Grooming

Why is every bikini bottom a thong now?

Not very long ago, one could tell someone wasn’t from New Zealand if they were wearing a thong on the beach. They would be happily oblivious to the modesty surrounding bottoms in this little nation, conversing in Latin cadences. However, smaller and smaller bikini bottoms have been making their way onto the beaches and local bums lately.

Read More: 2024 thong bikinis

Bums are cheerful, bouncing, round, and everything we love about baby cheeks, only bigger. They are joyful, happy things. While I think it’s adorable to watch them on the beach, I’m not sure I would feel the same way if I had to bar my own.

I’ve resisted thus far, getting by on bargains from thrift stores and any old lycra item I can still fit into from a past summer. However, elastics are no longer available, drooping crotches are accumulating water, and waves are finding it easier and easier to pull bottoms down. Not to mention the inevitable reality that you start growing again in your 30s, which means pieces come out that shouldn’t. It’s also incredibly frustrating to always be on nipple patrol when you could be laughing, living, loving, or eating, praying, and loving.

Nevertheless, a mall search for a new bikini produced no non-thong results. Undoubtedly, there are those that don’t resemble the thongs hanging on the hooks; these are called “cheeky,” “French,” or “Brazilian,” and their backs may be as wide as a hand. The issue is that they ride up into your crack in real life, which leaves a persistent wedgie and exposes as much as a thong—possibly less comfortably. I put on several styles, including those with tie-up sides, bra strap-like sides, thick sides, and high sides, and they were all too tight in the cheeks. The illusion of choice was present.
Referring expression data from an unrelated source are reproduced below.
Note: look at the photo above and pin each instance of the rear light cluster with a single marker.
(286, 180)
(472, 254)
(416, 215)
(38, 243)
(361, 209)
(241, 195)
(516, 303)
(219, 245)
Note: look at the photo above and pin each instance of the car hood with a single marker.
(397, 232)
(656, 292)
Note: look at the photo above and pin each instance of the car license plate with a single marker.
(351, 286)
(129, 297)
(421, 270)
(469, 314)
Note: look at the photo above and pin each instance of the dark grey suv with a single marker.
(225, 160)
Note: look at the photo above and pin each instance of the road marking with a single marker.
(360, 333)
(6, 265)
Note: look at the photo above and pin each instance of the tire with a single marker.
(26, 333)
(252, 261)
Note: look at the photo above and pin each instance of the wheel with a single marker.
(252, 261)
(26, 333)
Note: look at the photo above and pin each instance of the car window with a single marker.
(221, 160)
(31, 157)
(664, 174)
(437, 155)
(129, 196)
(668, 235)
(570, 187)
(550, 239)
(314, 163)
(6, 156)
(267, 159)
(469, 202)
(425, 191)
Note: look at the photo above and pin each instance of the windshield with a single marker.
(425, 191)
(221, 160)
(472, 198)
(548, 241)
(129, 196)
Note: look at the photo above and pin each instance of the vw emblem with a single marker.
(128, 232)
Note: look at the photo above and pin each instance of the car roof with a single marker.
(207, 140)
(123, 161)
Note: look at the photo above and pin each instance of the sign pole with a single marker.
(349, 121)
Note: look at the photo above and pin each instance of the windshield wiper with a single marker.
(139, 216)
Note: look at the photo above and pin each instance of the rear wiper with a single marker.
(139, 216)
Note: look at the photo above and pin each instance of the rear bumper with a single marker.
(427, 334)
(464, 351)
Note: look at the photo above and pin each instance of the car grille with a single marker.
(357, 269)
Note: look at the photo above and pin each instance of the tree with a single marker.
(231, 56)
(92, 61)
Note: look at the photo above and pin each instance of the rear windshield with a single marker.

Conversely, bikini tops appear to have remained mostly unmodified. The traditional triangles on string are still popular, and scaling up or down makes it simple to change the coverage to your preference. In addition, there are various alternatives to fit a variety of shapes, sizes, and styles, such as bandeau, boob tubes, balconettes, underwired devices, and scooped athletic tops. Rather than serving the only purpose of slinking into a dark chasm, these small clothes are realistic possibilities that fit boobs in various ways.

Regarding bottoms, boylegs and boardshorts have vanished into oblivion, much like mp3 players. Even one-piece swimsuit, which was once considered a safe and modest option, is now mostly considered “cheeky”.

The surge in butt appreciation and sexualization, where the behind has become an attention-grabbing object, is the reason for the bikini bottom thong’s recent surge in popularity. It comes with a can of worms, just like every other popular item of apparel. Is it self-objectifying or liberating to wear butt floss to the beach? Will I feel better about my physique or worse about it when I wear it? Will I be made to feel uncomfortable by stares and remarks from onlookers?

Worms and all, the mall says I’m the only person on the planet who isn’t comfortable showing off my butt, and I’m afraid it means I’m getting older, a prude, and really uncool. undertake I have to accept this new lifestyle of “suns out, buns out,” which will really require me to undertake a lot more personal grooming? Annoying.

My roommate encourages me to go through her suitcase of clothing that are going to the op shop when I come home from the mall. There’s a brilliant blue tankini, which is a really appropriate color, and it has traditional bottoms. I’m spared.

She uploads a picture of herself at the beach a few days later. It’s from behind, so she must have had help. The light is beaming down her back, hitting her hair and revealing two of her cheekbones. It like a beautiful, liberated image straight out of paradise. Maybe it’s wise to abandon butt coverage from the past—for example, believing that SPF15 was sufficient. I visit the mall once again. There are thongs in the following colors: pink, green, flowery (vomit), and chequered (nice, but a little too cute). They’re sold out of the black ones I liked with the white accent.